Thursday, July 15, 2010

20100715.2039

The amount of time I put into text--into reading it and into making it--is really more than sufficient. I know that it exceeds far the amount of time invested in text by any layperson, and that is as it should be, given that I seek to do text as a vocation.

I spend, as should be obvious, a fair bit of time considering my engagement with text--and that, too, is as it should be. Not reflecting on one's work is a sure path to error in that work.

I try, though without the degree of success I should like, to avoid error.

But as I consider the work I do, I encounter some thorny issues. One of them is the idea (which does exist among the greater body of my colleagues) that understanding a work of art--whatever the medium--is possible only for the trained critic.

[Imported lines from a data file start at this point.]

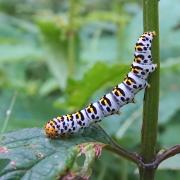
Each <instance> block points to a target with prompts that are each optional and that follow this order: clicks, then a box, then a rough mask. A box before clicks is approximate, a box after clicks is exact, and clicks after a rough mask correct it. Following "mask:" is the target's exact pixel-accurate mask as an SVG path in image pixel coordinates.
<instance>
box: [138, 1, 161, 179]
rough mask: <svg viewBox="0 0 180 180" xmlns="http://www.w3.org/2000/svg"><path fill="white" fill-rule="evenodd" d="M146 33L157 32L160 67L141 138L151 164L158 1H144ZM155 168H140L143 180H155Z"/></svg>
mask: <svg viewBox="0 0 180 180" xmlns="http://www.w3.org/2000/svg"><path fill="white" fill-rule="evenodd" d="M143 19H144V31H155V32H156V35H157V36H156V37H155V38H154V40H153V44H152V57H153V63H156V64H157V65H158V68H157V69H156V71H155V72H154V73H153V74H152V75H151V76H150V78H149V83H150V85H151V87H150V88H148V89H146V91H145V96H144V110H143V125H142V136H141V143H142V144H141V155H142V158H143V161H144V163H147V164H148V163H151V162H152V161H153V160H154V159H155V156H156V139H157V123H158V107H159V67H160V62H159V15H158V0H143ZM154 176H155V168H140V179H141V180H145V179H146V180H153V179H154Z"/></svg>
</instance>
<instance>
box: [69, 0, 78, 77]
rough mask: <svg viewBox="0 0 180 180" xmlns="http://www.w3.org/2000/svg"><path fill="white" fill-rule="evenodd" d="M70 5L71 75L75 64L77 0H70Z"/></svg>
mask: <svg viewBox="0 0 180 180" xmlns="http://www.w3.org/2000/svg"><path fill="white" fill-rule="evenodd" d="M69 2H70V6H69V29H68V65H69V75H72V73H74V68H75V67H74V66H75V58H76V55H75V46H76V44H75V18H76V1H75V0H70V1H69Z"/></svg>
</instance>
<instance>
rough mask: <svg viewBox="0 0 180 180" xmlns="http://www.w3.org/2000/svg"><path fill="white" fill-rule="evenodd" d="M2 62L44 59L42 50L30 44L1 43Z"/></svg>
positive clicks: (1, 62) (9, 61) (1, 60)
mask: <svg viewBox="0 0 180 180" xmlns="http://www.w3.org/2000/svg"><path fill="white" fill-rule="evenodd" d="M0 54H1V60H0V61H1V63H2V62H13V63H15V62H16V61H18V62H19V61H24V60H29V59H31V60H34V59H36V60H37V59H39V60H42V52H41V51H40V50H39V49H37V47H33V46H30V45H29V44H19V45H0Z"/></svg>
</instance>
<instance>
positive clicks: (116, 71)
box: [61, 63, 129, 109]
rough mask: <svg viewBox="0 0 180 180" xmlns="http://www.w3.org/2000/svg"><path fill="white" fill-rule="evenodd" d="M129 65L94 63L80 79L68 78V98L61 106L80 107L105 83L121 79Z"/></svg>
mask: <svg viewBox="0 0 180 180" xmlns="http://www.w3.org/2000/svg"><path fill="white" fill-rule="evenodd" d="M128 69H129V66H126V65H123V64H121V65H112V66H107V65H106V64H104V63H97V64H95V65H94V66H93V67H92V68H91V69H90V70H88V71H87V73H86V74H85V75H84V77H83V79H82V80H79V81H77V80H70V81H69V83H68V87H67V93H68V100H67V101H66V102H65V105H64V104H62V105H61V106H62V107H70V108H72V109H74V108H76V109H77V108H82V107H83V106H84V105H85V104H86V103H87V101H89V99H90V98H91V96H92V94H93V93H94V92H95V91H97V90H99V89H100V88H102V87H105V86H107V84H108V85H109V84H110V85H111V84H113V85H115V84H117V83H119V81H121V80H122V79H123V78H124V76H125V74H126V73H127V72H128Z"/></svg>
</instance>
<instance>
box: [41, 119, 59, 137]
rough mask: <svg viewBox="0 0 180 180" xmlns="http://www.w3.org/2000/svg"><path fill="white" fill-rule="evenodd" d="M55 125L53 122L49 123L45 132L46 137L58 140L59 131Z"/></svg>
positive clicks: (45, 125) (48, 123)
mask: <svg viewBox="0 0 180 180" xmlns="http://www.w3.org/2000/svg"><path fill="white" fill-rule="evenodd" d="M53 124H54V122H53V121H49V122H47V123H46V125H45V126H44V131H45V134H46V136H47V137H48V138H52V139H54V138H57V131H56V130H55V128H54V127H53Z"/></svg>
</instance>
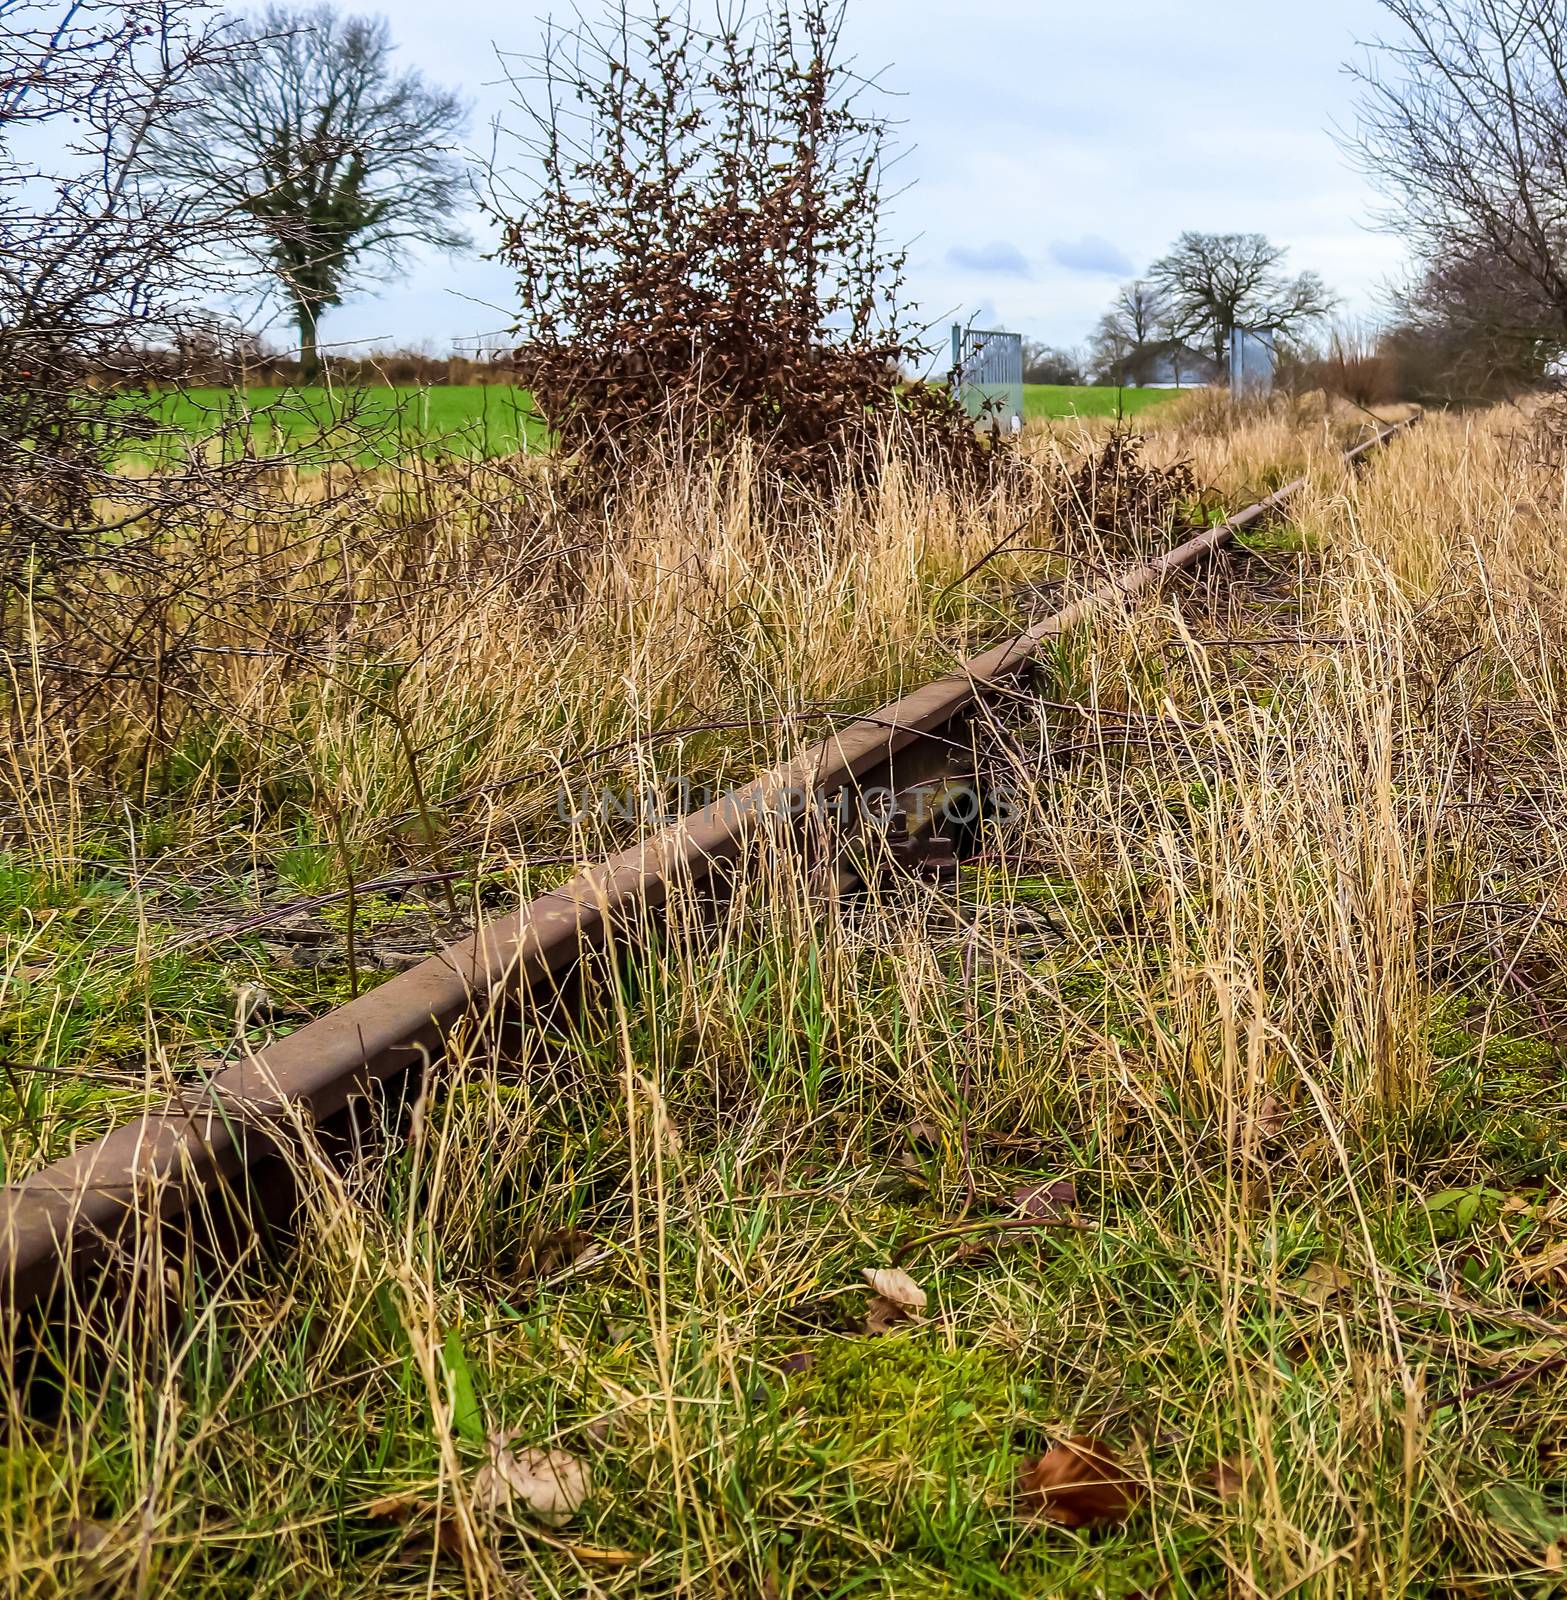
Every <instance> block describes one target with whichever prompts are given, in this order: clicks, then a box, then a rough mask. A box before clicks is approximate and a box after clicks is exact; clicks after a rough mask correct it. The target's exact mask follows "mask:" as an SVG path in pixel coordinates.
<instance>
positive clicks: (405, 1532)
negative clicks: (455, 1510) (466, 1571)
mask: <svg viewBox="0 0 1567 1600" xmlns="http://www.w3.org/2000/svg"><path fill="white" fill-rule="evenodd" d="M365 1515H367V1517H368V1518H370V1520H371V1522H389V1523H394V1525H395V1526H399V1528H402V1530H403V1534H402V1550H403V1554H405V1557H407V1555H416V1554H418V1552H419V1550H429V1549H432V1547H434V1549H439V1550H440V1554H442V1555H461V1554H463V1530H461V1528H459V1526H458V1520H456V1515H455V1512H453V1509H451V1506H450V1502H448V1504H443V1506H437V1504H435V1501H432V1499H429V1498H427V1496H426V1494H418V1493H415V1491H413V1490H405V1491H403V1493H400V1494H383V1496H381V1498H379V1499H373V1501H371V1502H370V1504H368V1506H367V1507H365Z"/></svg>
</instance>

In this attitude, my discipline betrays its origins among the monastic orders. It is similar, this attitude, to the notion that one can only know God by way of a dedicated priesthood.

I betray my Protestantism in saying that I find the notion objectionable.

There is nothing necessarily better about a critical understanding of a given piece of creative work than an untutored, intuitive one. And any who are willing to invest the effort into doing so can come to have a meaningful relationship with creative works or literature or art or anything else.

But.

Just as it is true that Protestant churches have clergy even though their doctrines call for each congregant to form a deep, abiding, individual relationship with the Most High, it is to the advantage of people to look to those who do give their lives over to the study of the creative or whatever for guidance in understanding it. For as with Protestant clergy, there are insights available to the dedicate scholar that are not so much so to the layperson.

This is only to be expected. In the so-called "practical" or "applied" arts, it is fully anticipated that a long-time practitioner will surpass in understanding the novice. Similarly, in the martial arts, one's senior students are expected to understand more than are junior students. But it must also be acknowledged that a beginning artisan can create a masterwork, and that an untutored, inexperienced brawler can lay low an old master.

Training does not create an exemption from error, just as its lack does not deny the possibility of either meaningful engagement or success. But as a rule, one who has labored long and trained intensely can be expected to contribute in a way that reflects the training, a way typically not expected from or provided by the inexperienced.

It is in the twin hopes of making such contributions and of being able to share them with others that I pursue this course of action, my years-long study of the written word.